Am jenseitigen Ufer saß in leichtem Sommerkleide eine Mädchengestalt, welche ihre Füße im Wasser badete. Die beiden Jünglinge im See wollten sich wenden und fliehen, aber ein warmer Hauch ging jetzt über den See, kurze Windstöße begannen auf der Fläche zu graben, das Wasser wurde wogend und trieb die Priester gegen das Ufer hin, wo jenes Mädchen saß.

Als das Mädchen die beiden Menschenköpfe von der Weite des Sees gegen sich herangleiten sah, wurde ihm unheimlich. Rasch zog es die Füße aus dem Wasser und floh in das Dickicht hinein.

Lorenz und Dominicus mußten, von den erregten Fluthen gepeitscht, an das Ufer springen und sahen sich nun rathlos nach Hüllen um, da sie ihre Kleider jenseits des Sees gelassen hatten. Dominicus fühlte heiße Lanzenstiche in seinen Körper dringen, wenn er an zwei Augen dachte, die, im Gebüsch versteckt, sich nach ihm richten konnten. Lorenz meinte, es sei auch für sie Beide das Beste, in’s Dickicht zu schlüpfen, und eilte so, aus Angst, von dem Mädchen gesehen zu werden — demselben nach.

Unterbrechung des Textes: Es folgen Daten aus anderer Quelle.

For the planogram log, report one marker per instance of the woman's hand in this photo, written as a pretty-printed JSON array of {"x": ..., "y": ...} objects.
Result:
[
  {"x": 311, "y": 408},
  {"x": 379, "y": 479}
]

Dominicus flocht rasch grünes Laub der Buchen um seinen noch in hellen Tropfen perlenden Leib und umging den rauschenden See, die Kleider zu holen.

Sie hörten das Murren nicht im Gewölke, sie sahen die Habichte nicht, welche über dem See kreisten, sich fast bis in die Nebel erhoben und deren Gefieder dann und wann wie von einem verlorenen Sonnenstrahl getroffen schimmerten. Und sie sahen auch den schwarzen, weißberänderten Schmetterling nicht, der über dem Busche flatterte.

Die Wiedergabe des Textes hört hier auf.